Barnsley head coach Paul Heckingbottom has stressed the need to make more new signings ahead of the new season.
The Reds have lost a string of top players during the summer, but have recruited some replacements.
But Heckingbottom wants more and said: “I’m really pleased with what we’ve got, but we need more.
“We know the plan for the next few weeks and all the way up to the first game, but we want more players in. Everybody knows I want more players in, I just want them in sooner rather than later.
“Otherwise we’re doing things in a makeshift way – and I don’t want to do that.”
The Reds drew 3-3 away to West Yorkshire outfit Guiseley in their first official pre-season fixture on Tuesday night at Nethermoor Park.
But Heckingbottom’s side were twice forced to come from behind and the boss knows there’s plenty room for improvement before the club’s Championship opener at Bristol City on August 5.
“It was a beneficial match for us,” reflected Heckingbottom. “We opened them [Guiseley] up lots of times and should have had more goals, so I was really pleased with the attacking side of things.
“But there were also a lot of things we don’t want to see out of possession. There were individual errors which led to goals and tactical things which are important we address. We need those things to come out in games so we can fix them.
“We need it to happen quick because we’ve only got four weeks until the start of the season. We need to have 11 players on the pitch who are all singing off the same hymm sheet and in sync.

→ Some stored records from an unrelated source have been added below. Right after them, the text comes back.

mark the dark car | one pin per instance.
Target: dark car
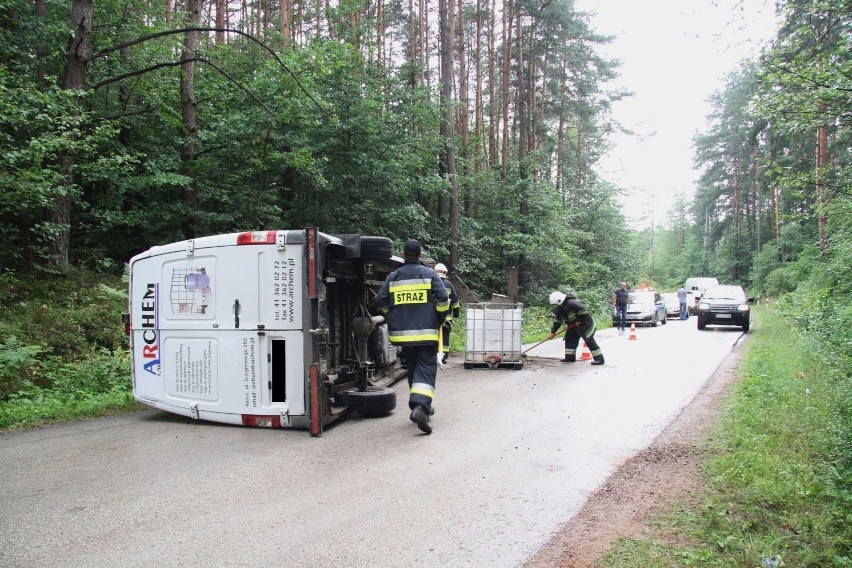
(644, 307)
(724, 304)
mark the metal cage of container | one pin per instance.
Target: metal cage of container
(493, 337)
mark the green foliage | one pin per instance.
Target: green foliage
(63, 353)
(779, 467)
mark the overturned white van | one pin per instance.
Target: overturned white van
(266, 328)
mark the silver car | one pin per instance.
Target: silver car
(644, 307)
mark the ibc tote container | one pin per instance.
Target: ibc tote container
(493, 335)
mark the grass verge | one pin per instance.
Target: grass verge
(778, 473)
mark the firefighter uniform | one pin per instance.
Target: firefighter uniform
(572, 311)
(415, 301)
(453, 311)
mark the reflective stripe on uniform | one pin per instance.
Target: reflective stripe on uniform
(410, 335)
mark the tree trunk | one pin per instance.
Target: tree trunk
(492, 86)
(190, 118)
(285, 15)
(507, 57)
(478, 130)
(446, 10)
(463, 106)
(821, 169)
(75, 75)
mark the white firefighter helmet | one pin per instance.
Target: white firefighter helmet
(556, 298)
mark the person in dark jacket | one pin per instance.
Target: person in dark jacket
(416, 304)
(441, 269)
(620, 301)
(579, 323)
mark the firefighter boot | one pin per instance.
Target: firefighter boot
(419, 417)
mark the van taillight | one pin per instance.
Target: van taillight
(256, 238)
(261, 421)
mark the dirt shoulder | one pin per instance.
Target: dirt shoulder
(669, 469)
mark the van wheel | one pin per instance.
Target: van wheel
(373, 401)
(376, 247)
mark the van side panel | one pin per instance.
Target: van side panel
(281, 282)
(217, 332)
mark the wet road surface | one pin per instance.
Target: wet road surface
(514, 454)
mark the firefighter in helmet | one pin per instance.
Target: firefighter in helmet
(415, 302)
(568, 310)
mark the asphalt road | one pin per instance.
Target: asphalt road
(514, 454)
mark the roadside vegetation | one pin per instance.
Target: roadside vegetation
(63, 352)
(778, 467)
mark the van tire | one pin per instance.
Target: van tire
(376, 247)
(373, 401)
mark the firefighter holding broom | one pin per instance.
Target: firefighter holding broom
(575, 315)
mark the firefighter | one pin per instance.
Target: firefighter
(579, 323)
(415, 302)
(453, 311)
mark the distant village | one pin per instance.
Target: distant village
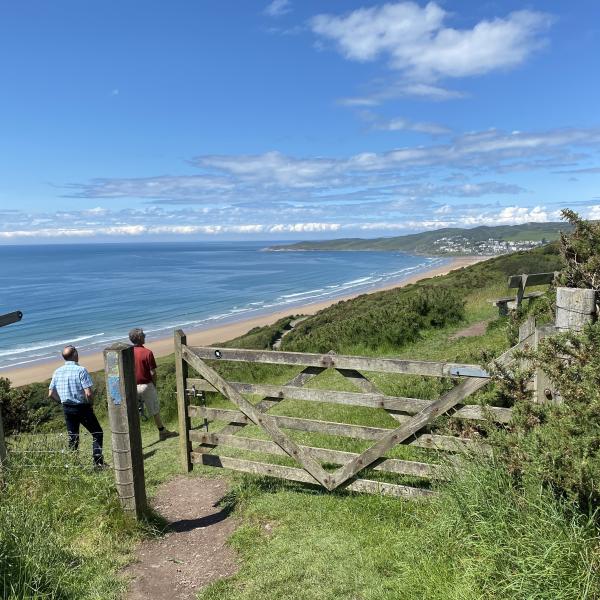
(458, 244)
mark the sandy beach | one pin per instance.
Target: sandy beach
(164, 346)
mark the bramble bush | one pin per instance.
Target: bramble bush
(559, 444)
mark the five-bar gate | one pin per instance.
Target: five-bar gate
(413, 417)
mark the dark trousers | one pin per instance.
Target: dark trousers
(83, 414)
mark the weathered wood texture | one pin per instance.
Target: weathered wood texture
(398, 403)
(2, 441)
(339, 457)
(531, 279)
(413, 414)
(295, 474)
(575, 308)
(181, 374)
(328, 361)
(359, 432)
(124, 419)
(520, 282)
(9, 318)
(265, 421)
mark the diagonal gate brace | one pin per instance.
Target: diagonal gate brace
(261, 419)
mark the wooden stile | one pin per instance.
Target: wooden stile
(181, 373)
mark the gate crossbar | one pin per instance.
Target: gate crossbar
(413, 414)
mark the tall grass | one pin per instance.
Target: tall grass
(62, 532)
(482, 538)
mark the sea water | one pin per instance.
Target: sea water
(91, 295)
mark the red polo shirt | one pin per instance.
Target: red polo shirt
(144, 363)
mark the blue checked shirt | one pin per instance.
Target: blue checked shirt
(69, 381)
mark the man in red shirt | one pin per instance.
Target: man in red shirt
(145, 378)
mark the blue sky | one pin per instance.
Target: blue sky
(273, 120)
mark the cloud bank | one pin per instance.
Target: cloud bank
(417, 43)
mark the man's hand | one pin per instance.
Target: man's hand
(89, 394)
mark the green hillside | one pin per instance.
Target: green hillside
(424, 242)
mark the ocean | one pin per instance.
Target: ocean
(91, 295)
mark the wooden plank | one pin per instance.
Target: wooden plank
(426, 416)
(360, 432)
(9, 318)
(514, 281)
(328, 361)
(398, 403)
(398, 435)
(124, 419)
(261, 419)
(388, 465)
(295, 474)
(181, 375)
(2, 442)
(270, 400)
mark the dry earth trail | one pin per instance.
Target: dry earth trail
(194, 553)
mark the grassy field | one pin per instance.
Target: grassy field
(62, 534)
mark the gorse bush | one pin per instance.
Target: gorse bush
(559, 444)
(580, 249)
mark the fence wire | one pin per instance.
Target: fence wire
(48, 453)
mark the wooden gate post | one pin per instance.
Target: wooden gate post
(124, 418)
(2, 442)
(574, 308)
(181, 374)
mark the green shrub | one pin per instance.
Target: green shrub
(486, 537)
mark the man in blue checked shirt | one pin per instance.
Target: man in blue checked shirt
(71, 385)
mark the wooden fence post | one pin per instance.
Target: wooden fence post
(124, 418)
(542, 386)
(181, 373)
(574, 308)
(2, 442)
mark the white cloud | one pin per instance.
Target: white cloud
(262, 180)
(594, 212)
(426, 90)
(416, 42)
(278, 8)
(401, 124)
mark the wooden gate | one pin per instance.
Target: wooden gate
(413, 416)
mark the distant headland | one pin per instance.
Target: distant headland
(455, 241)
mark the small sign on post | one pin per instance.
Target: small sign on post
(124, 418)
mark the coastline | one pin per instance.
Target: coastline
(164, 346)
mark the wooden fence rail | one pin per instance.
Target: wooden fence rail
(329, 467)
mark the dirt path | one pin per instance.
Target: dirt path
(195, 553)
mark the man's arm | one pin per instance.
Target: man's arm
(152, 367)
(52, 393)
(87, 384)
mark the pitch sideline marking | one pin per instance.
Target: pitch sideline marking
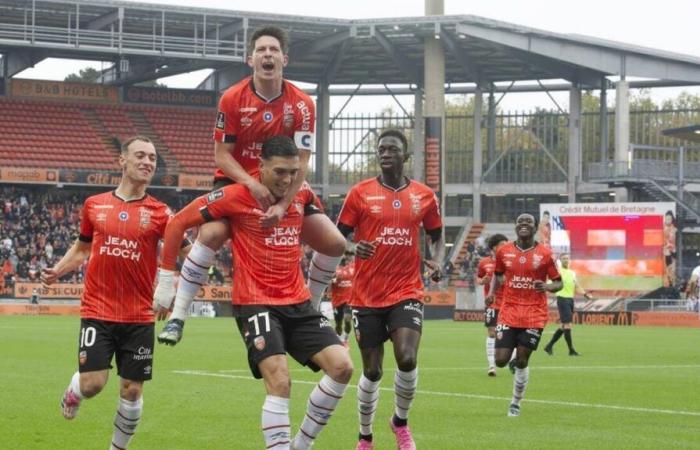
(474, 396)
(534, 368)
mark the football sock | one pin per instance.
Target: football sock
(490, 351)
(367, 400)
(193, 275)
(321, 272)
(556, 337)
(275, 422)
(75, 385)
(125, 422)
(320, 406)
(519, 384)
(567, 337)
(404, 390)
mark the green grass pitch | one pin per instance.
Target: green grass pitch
(632, 388)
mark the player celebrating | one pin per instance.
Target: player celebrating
(254, 109)
(385, 214)
(341, 293)
(522, 267)
(484, 276)
(270, 300)
(119, 231)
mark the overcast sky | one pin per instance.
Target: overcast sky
(669, 25)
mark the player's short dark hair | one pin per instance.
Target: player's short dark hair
(275, 32)
(397, 134)
(131, 140)
(495, 239)
(279, 145)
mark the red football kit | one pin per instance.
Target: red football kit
(123, 258)
(341, 289)
(523, 306)
(247, 119)
(486, 267)
(391, 218)
(266, 261)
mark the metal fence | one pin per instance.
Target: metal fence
(527, 148)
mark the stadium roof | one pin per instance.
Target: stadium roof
(160, 41)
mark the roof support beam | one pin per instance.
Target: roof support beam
(19, 60)
(229, 29)
(319, 44)
(468, 67)
(407, 66)
(103, 21)
(576, 75)
(333, 67)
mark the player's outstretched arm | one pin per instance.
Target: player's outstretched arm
(437, 253)
(172, 242)
(75, 256)
(275, 212)
(233, 170)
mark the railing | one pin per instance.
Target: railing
(640, 169)
(113, 42)
(656, 305)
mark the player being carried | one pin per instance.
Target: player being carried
(254, 109)
(484, 277)
(119, 232)
(385, 214)
(270, 301)
(341, 293)
(522, 268)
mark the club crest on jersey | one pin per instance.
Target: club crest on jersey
(214, 196)
(220, 120)
(144, 216)
(259, 343)
(415, 203)
(536, 260)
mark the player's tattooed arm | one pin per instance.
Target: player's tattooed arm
(361, 249)
(437, 254)
(496, 283)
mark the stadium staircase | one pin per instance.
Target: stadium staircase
(689, 208)
(66, 135)
(469, 234)
(187, 134)
(94, 120)
(143, 127)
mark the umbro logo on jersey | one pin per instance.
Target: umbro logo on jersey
(214, 196)
(220, 120)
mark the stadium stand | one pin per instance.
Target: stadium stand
(87, 136)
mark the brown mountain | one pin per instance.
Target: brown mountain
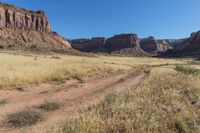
(153, 46)
(22, 29)
(127, 44)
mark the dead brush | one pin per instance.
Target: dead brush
(24, 118)
(50, 105)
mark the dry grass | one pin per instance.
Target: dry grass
(50, 105)
(24, 118)
(24, 69)
(166, 102)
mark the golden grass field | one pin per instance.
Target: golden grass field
(24, 69)
(167, 101)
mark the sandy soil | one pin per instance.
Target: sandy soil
(73, 96)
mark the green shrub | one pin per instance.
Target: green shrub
(50, 106)
(24, 118)
(186, 70)
(3, 101)
(58, 77)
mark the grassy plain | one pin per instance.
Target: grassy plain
(22, 69)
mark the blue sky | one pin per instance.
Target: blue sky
(91, 18)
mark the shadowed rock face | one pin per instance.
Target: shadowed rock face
(21, 29)
(151, 45)
(122, 41)
(14, 17)
(118, 44)
(194, 42)
(89, 45)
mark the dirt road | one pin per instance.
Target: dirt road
(73, 96)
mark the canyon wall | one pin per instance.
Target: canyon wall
(19, 18)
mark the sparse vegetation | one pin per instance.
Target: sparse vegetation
(78, 76)
(165, 102)
(55, 57)
(3, 101)
(186, 70)
(24, 118)
(50, 106)
(21, 70)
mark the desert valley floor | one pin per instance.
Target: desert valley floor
(78, 92)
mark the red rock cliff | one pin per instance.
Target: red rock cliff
(19, 18)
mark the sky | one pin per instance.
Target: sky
(104, 18)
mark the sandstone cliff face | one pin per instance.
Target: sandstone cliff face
(127, 44)
(122, 41)
(89, 45)
(21, 29)
(14, 17)
(151, 45)
(194, 42)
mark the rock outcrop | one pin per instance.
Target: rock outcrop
(14, 17)
(127, 44)
(21, 29)
(153, 46)
(90, 45)
(194, 42)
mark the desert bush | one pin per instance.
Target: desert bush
(163, 103)
(186, 69)
(58, 77)
(55, 57)
(24, 118)
(50, 106)
(78, 76)
(3, 101)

That’s our job.”
Meanwhile, a deal to bring sought-after striker Ollie McBurnie in from Swansea City could be completed sooner rather than later.
The two clubs were at loggerheads over the Premier League outfit’s valuation of defener Andy Yiadom, who they want to sign.
However, it seems as if a loan deal to bring striker McBurnie to Oakwell is now the best chance of a deal happening, even if Yiadom doesn’t go in the opposite direction.
McBurnie has liked Tweets regarding his proposed loan move to the Reds, much like Lloyd Isgrove did before his permanent return to South Yorkshire.